A former college principal who denied suppressing official advice to secure a massive pay-off will be called back to Holyrood after former paymasters and auditors confirmed that information appears to have been deliberately withheld.
John Doyle, the £116,000-a-year former principal of Coatbridge College who received a 30-month severance deal, said last week it was not funded with taxpayers’ money and he will not pay it back.
He accused Scotland’s top public spending watchdog of making an “inaccurate and vexatious” claim that he deliberately withheld Scottish Funding Council (SFC) guidance that no member of staff should receive more than a 12-month pay-off.
Auditor General Caroline Gardner today stood by her statement at Holyrood’s Public Audit Committee – backed by six members of the college remuneration committee who confirmed they felt misled.
Ms Gardner also suggested MSPs should look into creating a new offence after lawyers concluded the apparent obfuscation did not meet the legal definition of fraud.
Committee convener Paul Martin said: “The evidence the committee has heard to this point has led us to agree that John Doyle needs to appear before us again.
“We are determined to carry out a full inquiry into the governance of severance payments at Coatbridge College.”
Ms Gardner told the committee: “Mr Doyle, as principal and accounting officer for the college, had a responsibility to ensure the remuneration committee had the advice it needed.
“In my view, there was a deliberate withholding of information from the people who were charged with making the decision.”
She acknowledged the withholding of information for financial gain may meet “the dictionary definition of fraud” but may not meet the legal definition.
Lawyers have concluded “the likelihood of money being recovered from individuals concerned was very small”, she said.
She added: “If there should be a new offence or some other sanction available, I think that is a good question for the committee to consider.”
Today, Conservative MSP Mary Scanlon asked members of the remuneration committee whether the Auditor General’s conclusion that information was withheld was “a fair assessment”.
Ralph Gunn said: “With hindsight, yes, but at the time we didn’t know there was anything like that.
“If I had guidance in front of me that said something markedly different from what we eventually decided, I would not have made the decision we did make.”
Last week, Mr Doyle told the committee the SFC advice was available on the college intranet.
Thomas Keenan told MSPs today: “If Mr Doyle seriously thinks that to advise committees appropriately that we should go to the intranet, then quite simply that is absolute nonsense.”
He said he was “very concerned that we had been misled”, was “more than upset” and he sympathised with trade unionists who then went “absolutely ballistic” when they learned of the pay-off.
Last week, Mr Doyle told journalists: “Why would I pay money that is not due to anyone?

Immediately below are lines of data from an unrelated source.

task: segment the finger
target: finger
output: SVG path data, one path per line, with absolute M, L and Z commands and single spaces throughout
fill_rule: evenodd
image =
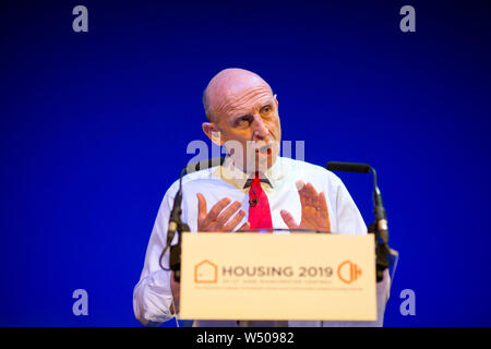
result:
M 228 206 L 224 212 L 216 218 L 216 222 L 218 224 L 218 229 L 221 230 L 221 226 L 224 226 L 231 216 L 236 214 L 236 212 L 240 208 L 242 204 L 238 201 L 233 202 L 230 206 Z
M 327 212 L 327 203 L 325 201 L 324 192 L 321 192 L 321 194 L 319 194 L 318 205 L 320 214 L 328 218 L 330 214 Z
M 285 224 L 287 225 L 288 228 L 290 229 L 298 229 L 298 225 L 295 221 L 294 216 L 291 216 L 291 214 L 286 210 L 286 209 L 282 209 L 279 212 L 279 214 L 282 215 L 283 220 L 285 221 Z
M 242 221 L 243 217 L 246 217 L 246 210 L 241 209 L 237 213 L 237 215 L 233 216 L 232 219 L 230 219 L 229 222 L 224 227 L 225 231 L 233 231 L 236 227 L 239 225 L 239 222 Z
M 206 198 L 203 194 L 197 193 L 197 220 L 203 220 L 206 218 Z
M 307 205 L 307 200 L 306 200 L 306 183 L 303 183 L 303 181 L 299 180 L 295 183 L 297 185 L 297 190 L 298 190 L 298 194 L 300 195 L 300 204 L 301 206 L 306 206 Z
M 312 183 L 307 183 L 306 189 L 303 191 L 308 202 L 311 206 L 315 205 L 319 198 L 318 191 L 313 188 Z
M 211 222 L 216 220 L 216 218 L 218 217 L 218 215 L 220 214 L 221 209 L 224 209 L 225 207 L 228 206 L 228 204 L 230 204 L 230 198 L 228 197 L 224 197 L 221 198 L 219 202 L 217 202 L 212 209 L 209 209 L 207 216 L 206 216 L 206 221 Z
M 331 231 L 331 219 L 330 219 L 330 213 L 327 210 L 327 202 L 325 200 L 325 194 L 324 192 L 322 192 L 319 195 L 319 200 L 321 201 L 321 219 L 324 219 L 325 221 L 327 221 L 326 224 L 326 231 Z
M 251 228 L 251 224 L 249 221 L 246 221 L 237 231 L 246 231 Z

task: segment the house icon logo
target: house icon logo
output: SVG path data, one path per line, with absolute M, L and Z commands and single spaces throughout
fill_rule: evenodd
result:
M 351 261 L 345 261 L 337 268 L 337 276 L 345 284 L 351 284 L 361 276 L 361 268 Z
M 194 266 L 194 282 L 216 284 L 218 281 L 218 266 L 207 260 Z

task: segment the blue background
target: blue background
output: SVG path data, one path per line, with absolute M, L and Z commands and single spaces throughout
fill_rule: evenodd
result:
M 429 3 L 431 2 L 431 3 Z M 72 9 L 88 9 L 88 33 Z M 416 33 L 399 9 L 416 9 Z M 139 326 L 160 201 L 205 140 L 209 79 L 278 95 L 306 159 L 369 163 L 400 252 L 386 326 L 489 326 L 486 1 L 1 1 L 2 326 Z M 370 176 L 343 174 L 367 224 Z M 88 316 L 72 292 L 88 291 Z M 403 289 L 416 315 L 399 313 Z M 167 324 L 172 325 L 172 324 Z

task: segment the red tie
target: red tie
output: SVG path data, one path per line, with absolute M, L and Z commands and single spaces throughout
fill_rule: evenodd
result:
M 249 224 L 251 229 L 272 229 L 270 202 L 261 188 L 261 180 L 256 176 L 249 190 Z

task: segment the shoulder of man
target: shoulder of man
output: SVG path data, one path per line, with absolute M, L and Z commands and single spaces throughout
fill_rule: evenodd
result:
M 200 171 L 188 173 L 182 177 L 182 188 L 184 189 L 189 182 L 195 183 L 200 180 L 208 180 L 212 178 L 212 171 L 214 168 L 206 168 Z M 179 178 L 169 186 L 166 192 L 166 196 L 175 197 L 179 190 Z
M 315 182 L 326 182 L 331 185 L 342 184 L 339 177 L 327 170 L 325 167 L 287 157 L 282 157 L 282 164 L 289 172 L 298 173 L 300 177 L 303 177 L 303 181 L 313 180 Z

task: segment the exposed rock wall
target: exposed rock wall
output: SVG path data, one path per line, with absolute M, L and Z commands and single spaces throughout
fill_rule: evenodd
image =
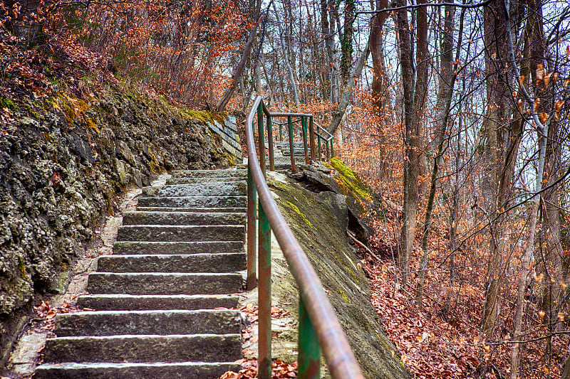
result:
M 411 378 L 370 301 L 370 283 L 346 235 L 348 210 L 345 196 L 323 191 L 321 185 L 318 193 L 308 191 L 276 173 L 268 174 L 268 182 L 279 209 L 317 271 L 365 376 Z M 316 190 L 315 183 L 311 183 L 307 188 Z M 296 315 L 299 292 L 286 262 L 278 252 L 271 262 L 274 304 Z M 289 326 L 279 331 L 282 333 L 272 342 L 274 353 L 286 361 L 294 360 L 296 329 Z
M 35 294 L 63 290 L 62 273 L 116 210 L 115 196 L 161 171 L 236 159 L 217 132 L 228 119 L 163 102 L 59 95 L 11 107 L 13 122 L 0 125 L 0 367 L 22 309 Z

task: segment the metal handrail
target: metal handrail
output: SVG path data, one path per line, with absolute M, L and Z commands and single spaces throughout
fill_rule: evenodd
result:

It’s not taxpayers’ money … I have done absolutely nothing wrong.”
Today, remuneration committee member Paul Gilliver said: “My view of the income was it went into the common reserve which was applied to the charitable objectives of the college. It came from college resources.”
Liberal Democrat MSP Tavish Scott said: “If the money … only came from the SFC up to a certain level, and did not come from commercial income, it must have come from college resources which would normally pay for things that go on in classrooms to help the students.”